Rate Limiting Search Requests

To avoid overloading a Vespa content cluster or to limit query load from e.g. certain clients, the bundled Vespa Rate Limiting Searcher can be configured to reject incoming requests to a search chain with HTTP return code 429 if number of requests per second exceed a certain quota. The counter will reset once the quota is refilled the next second.

Getting Started

While the rate limiting searcher is bundled with Vespa, it needs to be explicitly configured in services.xml before it is loaded. This example shows how the searcher is configured for the default search chain:

<container id="search" version="1.0">
    <search>
        <chain id="default" inherits="vespa">
            <searcher id="com.yahoo.search.searchers.RateLimitingSearcher"/>
        </chain>
    </search>
</container>

When this configuration is live, the rate limiting searcher is loaded, but not active. It is enabled on a per-request basis using either parameters directly in your HTTP search request or by configuring query profiles. Both approaches are shown below.

Activate With Query Parameters

The searcher takes these query parameter arguments:

Argument Type Description
rate.id String The id of the client from rate limiting perspective.
rate.cost Double The cost Double of this query. This is read after executing the query and so can be set by downstream searchers inspecting the result to allow differencing the cost of various queries. Default is 1.
rate.quota Double The cost per second a particular id is allowed to consume in this system.
rate.idDimension String The name of the rate-id dimension used when logging metrics. If this is not specified, the metric will be logged without dimensions.
rate.dryRun Boolean Emit metrics on rejected requests but don't actually reject them.

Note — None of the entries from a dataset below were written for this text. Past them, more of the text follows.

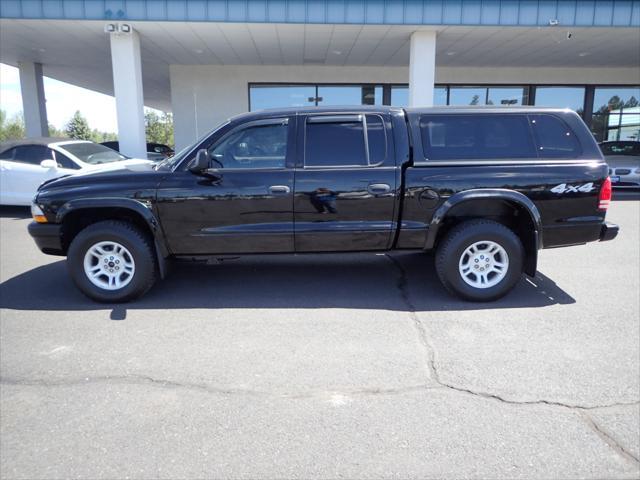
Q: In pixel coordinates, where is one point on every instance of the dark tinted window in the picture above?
(8, 154)
(621, 148)
(112, 145)
(334, 144)
(457, 137)
(31, 154)
(377, 139)
(258, 146)
(554, 139)
(63, 161)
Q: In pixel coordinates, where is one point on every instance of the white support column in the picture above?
(127, 86)
(33, 101)
(422, 69)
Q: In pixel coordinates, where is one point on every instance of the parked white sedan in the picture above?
(25, 164)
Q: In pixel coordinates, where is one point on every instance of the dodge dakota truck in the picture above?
(484, 188)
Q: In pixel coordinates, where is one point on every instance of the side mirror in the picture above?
(201, 162)
(48, 164)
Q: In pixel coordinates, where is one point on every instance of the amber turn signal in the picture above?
(38, 214)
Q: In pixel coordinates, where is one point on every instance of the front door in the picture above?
(246, 206)
(346, 185)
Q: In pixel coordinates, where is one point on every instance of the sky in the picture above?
(63, 99)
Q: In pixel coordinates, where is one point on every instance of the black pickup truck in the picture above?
(485, 188)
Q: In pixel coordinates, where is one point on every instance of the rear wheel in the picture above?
(480, 260)
(112, 261)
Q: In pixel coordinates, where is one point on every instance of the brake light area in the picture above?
(604, 199)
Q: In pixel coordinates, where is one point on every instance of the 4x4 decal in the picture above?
(566, 188)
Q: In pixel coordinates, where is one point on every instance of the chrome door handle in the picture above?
(279, 189)
(378, 188)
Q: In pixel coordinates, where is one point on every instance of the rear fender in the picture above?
(510, 196)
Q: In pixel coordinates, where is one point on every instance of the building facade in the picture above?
(208, 60)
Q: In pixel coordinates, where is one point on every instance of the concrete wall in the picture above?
(203, 96)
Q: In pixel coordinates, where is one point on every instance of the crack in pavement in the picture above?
(137, 379)
(403, 288)
(609, 439)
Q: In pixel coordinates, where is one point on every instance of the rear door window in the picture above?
(476, 137)
(345, 141)
(63, 161)
(554, 138)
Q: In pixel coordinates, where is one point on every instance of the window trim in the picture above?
(579, 150)
(346, 118)
(476, 160)
(243, 126)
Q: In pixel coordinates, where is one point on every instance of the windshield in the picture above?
(171, 162)
(93, 153)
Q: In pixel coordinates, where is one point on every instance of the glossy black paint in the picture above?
(301, 209)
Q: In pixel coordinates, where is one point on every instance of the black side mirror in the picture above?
(201, 163)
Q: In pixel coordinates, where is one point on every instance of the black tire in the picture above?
(464, 235)
(138, 244)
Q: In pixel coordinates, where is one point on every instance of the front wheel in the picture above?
(112, 261)
(480, 260)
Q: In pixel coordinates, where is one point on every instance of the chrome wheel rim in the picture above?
(483, 264)
(109, 265)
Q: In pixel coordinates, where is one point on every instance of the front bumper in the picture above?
(48, 237)
(609, 231)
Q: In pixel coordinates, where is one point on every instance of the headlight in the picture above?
(38, 214)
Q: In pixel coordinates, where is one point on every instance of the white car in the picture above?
(25, 164)
(623, 158)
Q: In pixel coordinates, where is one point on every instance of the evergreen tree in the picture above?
(78, 127)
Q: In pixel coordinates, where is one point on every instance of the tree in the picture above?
(159, 129)
(78, 128)
(12, 129)
(54, 132)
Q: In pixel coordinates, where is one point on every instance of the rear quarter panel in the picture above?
(569, 216)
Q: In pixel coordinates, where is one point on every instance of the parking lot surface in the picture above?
(354, 366)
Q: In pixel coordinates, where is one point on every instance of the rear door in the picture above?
(346, 187)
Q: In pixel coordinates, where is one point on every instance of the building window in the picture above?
(561, 97)
(282, 96)
(616, 113)
(400, 95)
(500, 96)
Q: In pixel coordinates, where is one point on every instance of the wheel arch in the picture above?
(499, 204)
(78, 214)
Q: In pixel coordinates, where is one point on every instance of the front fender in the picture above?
(142, 208)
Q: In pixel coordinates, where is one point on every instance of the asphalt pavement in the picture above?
(323, 366)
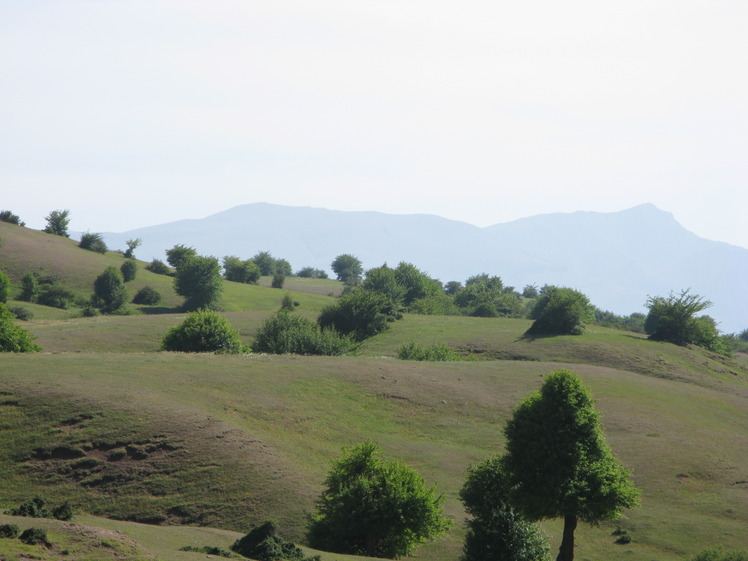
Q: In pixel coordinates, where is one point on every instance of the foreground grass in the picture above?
(258, 433)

In a typical scenario, the application logic constructing the HTTP search request will set &rate.id and &rate.quota in the request depending on where the traffic originated - example:

http://localhost:8080/search?query=foo&rate.id=clientA&rate.quota=300

Activate With Query Profiles

If you don't want to add the rate limiting parameters to every request or don't control the application logic constructing the search requests, you can enable the rate limiting using query profiles. An example default query profile enabling rate limiting in the application package:

<query-profile id="default">
    <field name="rate.quota">100</field>
    <field name="rate.id">default</field>
</query-profile>

Per Client Quotas

In a shared service scenario, you may want to assign different quota based on a query parameter passed with the request, e.g. &clientId. The example below will assign different quotas based on the clientId parameter passed with the request:

<query-profile id="default">
    <!-- the request parameter used to select query profile -->
    <dimensions>clientId</dimensions>

    <!-- default rate limiting; add specific query profile for clientId with other settings -->
    <field name="rate.quota">100</field>
    <field name="rate.id">default</field>
    <field name="rate.idDimension">clientID</field>

    <!-- rate limiting for requests with &amp;clientId=clientA -->
    <query-profile for="clientA">
        <field name="rate.quota">200</field>
        <field name="rate.id">clientA</field>
        <field name="rate.idDimension">clientID</field>
    </query-profile>

    <!-- rate limiting for requests with &amp;clientId=clientB -->
    <query-profile for="clientB">
        <field name="rate.quota">400</field>
        <field name="rate.id">clientB</field>
        <field name="rate.idDimension">clientID</field>
    </query-profile>
</query-profile>

Metrics

The searcher will emit the count metric requestsOverQuota with the dimension [rate.idDimension=rate.id].